Scaffold material aims to support the viability of the adequate cell category and simultaneously operate as a nonpermanent replacement of the bone extracellular matrix, as a substitute matrix that will preferably be displaced by newly functional bone tissue [39], while reproducing the properties of normal bone tissue formation [40]. Scaffolds designed to aid regeneration need to encourage migration, cell adhesion, proliferation, and differentiation [29] and ideally some essential features and functions should be certainly considered: architecture, cytocompatibility, bioactivity, biodegradability, and mechanical characteristics [8].
Material characteristics, such as biomaterial porosity and its surface properties, for instance nano/micro topography, play a decisive role in osteoinduction [8] and the expected histogenesis [39]. The architectural features consider a controlled porous microstructure and high porous interconnectivity, a controlled degradation rate, mechanical stability, and osteoconductive properties [29]. In addition, for an effective interaction between scaffolds and the cellular component, other design parameters are necessarily acknowledged, such as surface properties, permeability, geometric properties, and mechanical strength, all of which influence nutrients and oxygen transport throughout the scaffolds [41] and influence cell-material interactions [42] controlling, thus, bone regeneration.

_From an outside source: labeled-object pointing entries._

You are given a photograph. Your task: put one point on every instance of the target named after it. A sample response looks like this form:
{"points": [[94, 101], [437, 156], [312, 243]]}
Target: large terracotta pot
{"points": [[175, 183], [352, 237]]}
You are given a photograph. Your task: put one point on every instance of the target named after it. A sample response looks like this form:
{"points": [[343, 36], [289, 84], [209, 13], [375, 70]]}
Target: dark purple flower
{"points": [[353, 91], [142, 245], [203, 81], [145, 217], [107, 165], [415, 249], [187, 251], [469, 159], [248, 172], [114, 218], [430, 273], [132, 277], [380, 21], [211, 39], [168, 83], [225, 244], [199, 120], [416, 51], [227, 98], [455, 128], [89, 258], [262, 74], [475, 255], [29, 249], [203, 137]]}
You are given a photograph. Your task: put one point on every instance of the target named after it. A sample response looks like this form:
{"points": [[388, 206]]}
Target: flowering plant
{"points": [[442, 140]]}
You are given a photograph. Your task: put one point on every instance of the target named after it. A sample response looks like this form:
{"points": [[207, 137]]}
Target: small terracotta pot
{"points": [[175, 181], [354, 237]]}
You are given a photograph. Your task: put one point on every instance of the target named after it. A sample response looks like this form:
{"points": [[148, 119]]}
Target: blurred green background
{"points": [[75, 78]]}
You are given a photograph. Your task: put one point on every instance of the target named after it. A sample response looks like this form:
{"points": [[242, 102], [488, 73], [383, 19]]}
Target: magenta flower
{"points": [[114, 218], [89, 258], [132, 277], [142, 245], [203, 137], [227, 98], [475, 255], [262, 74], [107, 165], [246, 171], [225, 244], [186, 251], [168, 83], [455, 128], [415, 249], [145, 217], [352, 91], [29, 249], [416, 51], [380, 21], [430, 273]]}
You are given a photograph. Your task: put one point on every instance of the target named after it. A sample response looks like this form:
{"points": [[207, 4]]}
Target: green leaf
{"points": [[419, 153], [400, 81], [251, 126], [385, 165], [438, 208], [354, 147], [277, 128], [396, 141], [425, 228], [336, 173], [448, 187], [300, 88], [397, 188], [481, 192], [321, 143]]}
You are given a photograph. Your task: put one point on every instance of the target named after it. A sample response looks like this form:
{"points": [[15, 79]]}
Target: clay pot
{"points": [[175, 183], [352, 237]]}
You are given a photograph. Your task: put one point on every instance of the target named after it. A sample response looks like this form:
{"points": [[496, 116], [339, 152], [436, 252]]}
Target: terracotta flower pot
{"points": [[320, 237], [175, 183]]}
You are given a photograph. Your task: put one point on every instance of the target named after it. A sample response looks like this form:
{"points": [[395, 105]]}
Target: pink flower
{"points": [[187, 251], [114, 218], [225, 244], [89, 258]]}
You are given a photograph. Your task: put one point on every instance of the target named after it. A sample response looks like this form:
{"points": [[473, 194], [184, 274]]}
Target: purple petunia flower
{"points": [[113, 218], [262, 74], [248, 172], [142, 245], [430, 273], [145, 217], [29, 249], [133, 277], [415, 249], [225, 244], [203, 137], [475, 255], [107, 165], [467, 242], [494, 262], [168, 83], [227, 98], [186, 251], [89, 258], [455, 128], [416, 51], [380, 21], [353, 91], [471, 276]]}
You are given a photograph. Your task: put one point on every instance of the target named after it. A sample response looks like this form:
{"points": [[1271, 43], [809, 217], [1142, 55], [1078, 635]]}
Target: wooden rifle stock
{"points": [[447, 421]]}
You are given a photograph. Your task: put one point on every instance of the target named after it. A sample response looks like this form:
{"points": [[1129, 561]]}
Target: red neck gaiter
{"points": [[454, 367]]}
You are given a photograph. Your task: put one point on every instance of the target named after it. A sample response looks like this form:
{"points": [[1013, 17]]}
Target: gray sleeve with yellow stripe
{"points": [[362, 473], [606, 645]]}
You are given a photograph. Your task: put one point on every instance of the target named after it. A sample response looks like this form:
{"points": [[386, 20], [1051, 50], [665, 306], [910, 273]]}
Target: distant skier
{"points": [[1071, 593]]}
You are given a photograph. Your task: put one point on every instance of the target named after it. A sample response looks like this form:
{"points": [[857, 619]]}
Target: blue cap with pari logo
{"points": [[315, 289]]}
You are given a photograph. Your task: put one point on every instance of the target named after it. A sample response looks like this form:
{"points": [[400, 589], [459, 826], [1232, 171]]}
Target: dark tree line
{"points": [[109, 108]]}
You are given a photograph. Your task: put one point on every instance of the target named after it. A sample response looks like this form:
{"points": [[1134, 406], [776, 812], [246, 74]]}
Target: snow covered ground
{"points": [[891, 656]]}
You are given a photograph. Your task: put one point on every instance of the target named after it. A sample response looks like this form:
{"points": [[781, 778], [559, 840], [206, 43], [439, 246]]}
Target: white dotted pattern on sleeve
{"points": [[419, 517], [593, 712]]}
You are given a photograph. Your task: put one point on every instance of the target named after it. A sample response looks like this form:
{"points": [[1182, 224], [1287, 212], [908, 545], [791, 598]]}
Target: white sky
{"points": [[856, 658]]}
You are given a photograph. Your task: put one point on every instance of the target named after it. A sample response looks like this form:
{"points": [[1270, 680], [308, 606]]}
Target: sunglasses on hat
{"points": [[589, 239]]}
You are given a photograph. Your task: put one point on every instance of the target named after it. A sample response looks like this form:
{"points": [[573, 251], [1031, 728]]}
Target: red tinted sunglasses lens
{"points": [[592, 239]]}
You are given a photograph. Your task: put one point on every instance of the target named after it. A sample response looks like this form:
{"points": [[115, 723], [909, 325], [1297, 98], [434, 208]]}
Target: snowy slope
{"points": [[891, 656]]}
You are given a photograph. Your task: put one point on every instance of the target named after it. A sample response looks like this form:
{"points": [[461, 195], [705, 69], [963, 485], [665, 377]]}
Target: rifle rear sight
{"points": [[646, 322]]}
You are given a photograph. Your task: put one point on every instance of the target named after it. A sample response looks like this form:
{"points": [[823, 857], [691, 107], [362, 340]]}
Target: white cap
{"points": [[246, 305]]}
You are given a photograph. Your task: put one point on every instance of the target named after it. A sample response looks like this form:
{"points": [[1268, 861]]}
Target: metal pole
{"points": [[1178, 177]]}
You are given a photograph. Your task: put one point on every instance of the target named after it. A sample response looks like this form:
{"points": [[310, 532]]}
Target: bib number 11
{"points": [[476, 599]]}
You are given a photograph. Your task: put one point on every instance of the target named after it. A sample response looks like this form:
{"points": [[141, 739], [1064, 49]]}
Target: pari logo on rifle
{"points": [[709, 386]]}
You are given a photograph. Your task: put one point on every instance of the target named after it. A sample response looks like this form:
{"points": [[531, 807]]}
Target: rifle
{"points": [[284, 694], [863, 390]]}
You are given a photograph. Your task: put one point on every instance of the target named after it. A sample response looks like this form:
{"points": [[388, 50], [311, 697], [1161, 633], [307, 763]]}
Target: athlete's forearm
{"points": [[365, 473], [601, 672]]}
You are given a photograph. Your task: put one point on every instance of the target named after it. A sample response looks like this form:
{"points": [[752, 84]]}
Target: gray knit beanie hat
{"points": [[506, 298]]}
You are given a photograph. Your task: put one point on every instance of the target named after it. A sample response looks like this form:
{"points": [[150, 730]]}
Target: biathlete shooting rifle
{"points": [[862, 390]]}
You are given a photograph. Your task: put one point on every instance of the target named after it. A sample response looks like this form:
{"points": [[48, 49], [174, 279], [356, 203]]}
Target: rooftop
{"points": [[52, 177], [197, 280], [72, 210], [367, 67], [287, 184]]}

Host reactions to the implanted scaffold are greatly influenced by the physical (Figure 2) and chemical properties of the scaffold and design strategies should consider and evaluate this impact [13].

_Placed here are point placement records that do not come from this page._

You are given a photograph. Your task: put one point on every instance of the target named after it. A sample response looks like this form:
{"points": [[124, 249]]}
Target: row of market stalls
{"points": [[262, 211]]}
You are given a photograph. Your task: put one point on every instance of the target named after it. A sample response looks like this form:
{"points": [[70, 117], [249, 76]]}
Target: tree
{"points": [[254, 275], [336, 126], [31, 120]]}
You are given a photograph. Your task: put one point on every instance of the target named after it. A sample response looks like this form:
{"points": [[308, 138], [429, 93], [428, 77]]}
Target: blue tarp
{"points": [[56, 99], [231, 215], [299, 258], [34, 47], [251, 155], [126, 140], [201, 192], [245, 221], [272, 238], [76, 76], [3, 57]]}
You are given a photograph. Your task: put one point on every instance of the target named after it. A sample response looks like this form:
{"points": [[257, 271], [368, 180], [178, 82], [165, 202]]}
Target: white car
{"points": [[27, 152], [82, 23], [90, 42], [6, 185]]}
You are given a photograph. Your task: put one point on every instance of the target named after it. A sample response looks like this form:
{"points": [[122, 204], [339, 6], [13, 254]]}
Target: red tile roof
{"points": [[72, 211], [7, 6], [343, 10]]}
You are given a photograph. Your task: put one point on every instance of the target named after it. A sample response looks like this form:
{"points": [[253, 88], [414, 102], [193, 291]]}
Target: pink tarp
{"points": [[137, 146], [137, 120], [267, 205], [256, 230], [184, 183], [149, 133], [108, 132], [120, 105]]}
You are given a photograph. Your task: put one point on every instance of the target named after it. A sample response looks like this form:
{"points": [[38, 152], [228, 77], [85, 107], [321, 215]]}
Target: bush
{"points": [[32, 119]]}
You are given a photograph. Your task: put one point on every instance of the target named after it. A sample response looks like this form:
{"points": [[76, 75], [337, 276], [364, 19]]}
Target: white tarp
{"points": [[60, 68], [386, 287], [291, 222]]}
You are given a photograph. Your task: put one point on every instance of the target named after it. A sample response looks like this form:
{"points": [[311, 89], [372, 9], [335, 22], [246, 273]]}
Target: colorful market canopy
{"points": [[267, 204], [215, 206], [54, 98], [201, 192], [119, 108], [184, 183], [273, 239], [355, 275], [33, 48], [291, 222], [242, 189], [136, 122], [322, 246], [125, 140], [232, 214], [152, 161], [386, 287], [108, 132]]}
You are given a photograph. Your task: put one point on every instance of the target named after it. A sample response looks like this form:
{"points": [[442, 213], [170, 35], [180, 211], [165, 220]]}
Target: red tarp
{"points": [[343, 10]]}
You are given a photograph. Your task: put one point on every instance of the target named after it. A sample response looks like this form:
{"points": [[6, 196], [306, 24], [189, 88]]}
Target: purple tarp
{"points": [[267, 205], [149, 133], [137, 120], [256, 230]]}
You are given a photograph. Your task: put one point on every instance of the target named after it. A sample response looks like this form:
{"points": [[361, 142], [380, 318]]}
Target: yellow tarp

The ability of cells to penetrate, proliferate and differentiate are greatly influenced by pore size, distribution and scaffold geometry, and also the rate of scaffold degradation [43].

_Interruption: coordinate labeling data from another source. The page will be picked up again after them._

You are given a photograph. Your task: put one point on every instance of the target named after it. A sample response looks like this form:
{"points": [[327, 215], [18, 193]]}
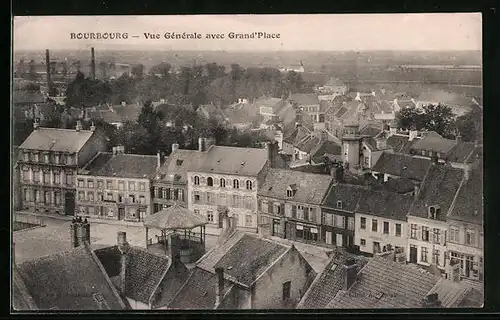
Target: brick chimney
{"points": [[219, 290], [351, 273], [431, 301], [123, 247]]}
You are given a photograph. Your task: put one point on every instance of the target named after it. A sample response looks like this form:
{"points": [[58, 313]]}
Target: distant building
{"points": [[116, 186], [48, 162]]}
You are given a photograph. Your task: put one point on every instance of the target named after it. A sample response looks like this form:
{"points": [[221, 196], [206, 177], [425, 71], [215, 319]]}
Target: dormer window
{"points": [[434, 212], [339, 204]]}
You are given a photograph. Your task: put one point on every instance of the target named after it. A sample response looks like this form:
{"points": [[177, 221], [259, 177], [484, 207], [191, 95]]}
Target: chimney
{"points": [[220, 285], [431, 301], [47, 63], [201, 144], [351, 273], [92, 63], [173, 247], [123, 246], [175, 146], [272, 153]]}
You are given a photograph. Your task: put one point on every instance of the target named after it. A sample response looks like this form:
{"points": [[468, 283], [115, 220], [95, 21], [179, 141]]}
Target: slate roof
{"points": [[348, 194], [385, 204], [386, 284], [327, 284], [233, 160], [439, 188], [198, 292], [400, 144], [144, 271], [178, 163], [107, 164], [431, 143], [310, 188], [469, 204], [68, 281], [403, 166], [305, 99], [62, 140]]}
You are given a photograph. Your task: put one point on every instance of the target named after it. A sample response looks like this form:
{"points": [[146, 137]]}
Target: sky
{"points": [[324, 32]]}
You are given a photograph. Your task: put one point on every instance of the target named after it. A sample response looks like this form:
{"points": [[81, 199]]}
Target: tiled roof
{"points": [[106, 164], [439, 188], [178, 164], [400, 144], [403, 166], [249, 258], [198, 292], [325, 148], [386, 284], [349, 195], [469, 204], [310, 188], [69, 281], [330, 281], [233, 160], [431, 143], [27, 96], [144, 271], [304, 99], [63, 140], [385, 204], [21, 299]]}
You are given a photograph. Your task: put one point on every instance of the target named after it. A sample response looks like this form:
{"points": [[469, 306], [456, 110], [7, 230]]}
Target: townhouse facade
{"points": [[290, 204], [116, 186], [48, 161], [229, 176]]}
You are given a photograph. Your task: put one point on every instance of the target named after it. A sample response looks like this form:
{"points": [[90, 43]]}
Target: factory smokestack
{"points": [[92, 63], [47, 65]]}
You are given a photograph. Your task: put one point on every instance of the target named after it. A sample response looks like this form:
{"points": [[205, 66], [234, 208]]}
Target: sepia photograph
{"points": [[232, 162]]}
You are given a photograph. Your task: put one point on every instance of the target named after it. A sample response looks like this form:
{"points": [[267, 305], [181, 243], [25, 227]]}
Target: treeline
{"points": [[196, 85]]}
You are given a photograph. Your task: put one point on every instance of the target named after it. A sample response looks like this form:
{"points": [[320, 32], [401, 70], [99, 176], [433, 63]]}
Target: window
{"points": [[436, 235], [454, 234], [248, 220], [350, 223], [435, 257], [398, 229], [469, 237], [423, 254], [413, 231], [210, 216], [339, 204], [425, 233], [362, 222], [286, 290]]}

Porosity: interconnection between pores promotes the loading of cells into biomaterials due to large internal surface area, which ensures attachment and spreading sites. Because the biomaterial is designed as an open network structure, diffusion of oxygen, metabolites, and growth factors is possible, thus, enabling cells viability and proliferation, and the space needed for the deposition of proteins secreted by the cells. Porosity of the bone tissue facilitate the penetration of host cells and the growth of blood vessels that provide the means to feed the emerging tissue [39]. This microstructure permits the ingrowth of cells, which lead to tissue regeneration. Uniform cell seeding and nutrient exchange are dependent on the interconnectivity of pores [29]. By raising the available surface inside a pore to which cells can adhere on the implant, known as the specific surface area (SSA), a quicker growth of hydroxyapatite appears and thus bone bonding will be more quickly as well [44].
Scaffold architecture needs to consider, in order to assure well-adjusted biological and physical properties of scaffolds, the following key parameters: total porosity, pore morphology, distribution, and size [45]. Given the size of the bone cells of about 20 to 35 µm, materials with a porosity of about 50 to 150 µm seem to be the optimal for bone grafting because, in this case, the bone cells can easily penetrate inside, and can assure an in depth osteointegration of these synthetic grafts. If the pore size increases, it means that the mechanical properties decrease and also the time requested for the feeling of these pores with new bone increase, which overall means a slower healing and a higher risk of secondary failure [46][47][48].